Answer
a. $t=6.25$ sec.
b. down $6.25\lt t\leq 12.5$ sec, up $0\leq t\lt 6.25$ sec,
c. $t=6.25$ sec.
d. speed up $6.25\lt t\leq 12.5$ sec, slows down $0\leq t\lt 6.25$ sec,
e. 200ft/s, $t=0, 12.5$ sec, v=0 $t=6.25$ sec.
f. 625ft at $t=6.25$ sec.
Work Step by Step
Given $s=200t-16t^2$ ft, we have $v=200-32t$ ft/s, $a=-32ft/s^2$ (negative means downward), where $0\leq t \leq 12.5$, and we can graph the functions as shown in the figure.
a. The object will be momentarily at rest when its velocity is zero. With $v(t)=0$, we have $t=6.25$ sec.

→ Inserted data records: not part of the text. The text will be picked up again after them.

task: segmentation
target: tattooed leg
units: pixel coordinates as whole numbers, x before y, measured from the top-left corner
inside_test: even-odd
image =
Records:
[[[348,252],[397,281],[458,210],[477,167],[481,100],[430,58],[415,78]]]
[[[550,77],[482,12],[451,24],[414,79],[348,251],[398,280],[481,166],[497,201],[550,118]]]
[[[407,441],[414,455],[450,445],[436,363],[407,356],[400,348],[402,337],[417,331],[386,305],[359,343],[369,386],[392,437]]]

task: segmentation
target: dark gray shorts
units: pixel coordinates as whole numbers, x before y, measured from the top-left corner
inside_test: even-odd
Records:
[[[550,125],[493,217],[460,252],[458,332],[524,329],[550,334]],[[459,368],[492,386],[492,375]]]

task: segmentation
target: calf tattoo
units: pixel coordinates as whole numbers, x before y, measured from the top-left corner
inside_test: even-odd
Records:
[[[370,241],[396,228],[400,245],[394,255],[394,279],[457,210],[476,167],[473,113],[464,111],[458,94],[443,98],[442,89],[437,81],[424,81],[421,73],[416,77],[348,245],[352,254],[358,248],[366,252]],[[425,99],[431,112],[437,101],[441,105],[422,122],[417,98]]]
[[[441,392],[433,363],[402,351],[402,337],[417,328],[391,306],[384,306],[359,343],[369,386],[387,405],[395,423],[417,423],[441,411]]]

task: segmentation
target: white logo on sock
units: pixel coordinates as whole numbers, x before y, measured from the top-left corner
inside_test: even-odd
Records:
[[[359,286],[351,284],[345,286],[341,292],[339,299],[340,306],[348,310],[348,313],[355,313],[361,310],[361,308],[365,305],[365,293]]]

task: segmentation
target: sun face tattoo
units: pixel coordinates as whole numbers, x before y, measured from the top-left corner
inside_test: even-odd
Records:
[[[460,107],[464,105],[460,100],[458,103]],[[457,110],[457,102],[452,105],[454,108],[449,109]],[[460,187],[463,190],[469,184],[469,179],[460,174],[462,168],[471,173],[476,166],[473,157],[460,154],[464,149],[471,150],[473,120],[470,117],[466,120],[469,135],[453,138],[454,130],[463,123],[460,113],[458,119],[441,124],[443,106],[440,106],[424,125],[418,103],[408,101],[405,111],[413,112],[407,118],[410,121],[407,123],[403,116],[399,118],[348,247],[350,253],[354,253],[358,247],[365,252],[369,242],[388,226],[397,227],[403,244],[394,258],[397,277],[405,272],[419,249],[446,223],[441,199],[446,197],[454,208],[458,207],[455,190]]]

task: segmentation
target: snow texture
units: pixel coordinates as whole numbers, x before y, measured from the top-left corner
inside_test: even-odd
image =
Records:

b. It moves down during $6.25\lt t\leq 12.5$ sec, and it moves up during $0\leq t\lt 6.25$ sec,
c. It changes direction when its velocity crosses with the x-axis, so we have $t=6.25$ sec.
d. It speeds up during fall down $6.25\lt t\leq 12.5$ sec, and it slows down during moving up $0\leq t\lt 6.25$ sec,
e.It is moving fastest (highest speed 200ft/s) at the beginning and at the end $t=0, 12.5$ sec, and it is moving slowest (v=0) at the highest point $t=6.25$ sec.
f. It is farthest from the axis origin at the highest point of 625ft at $t=6.25$ sec.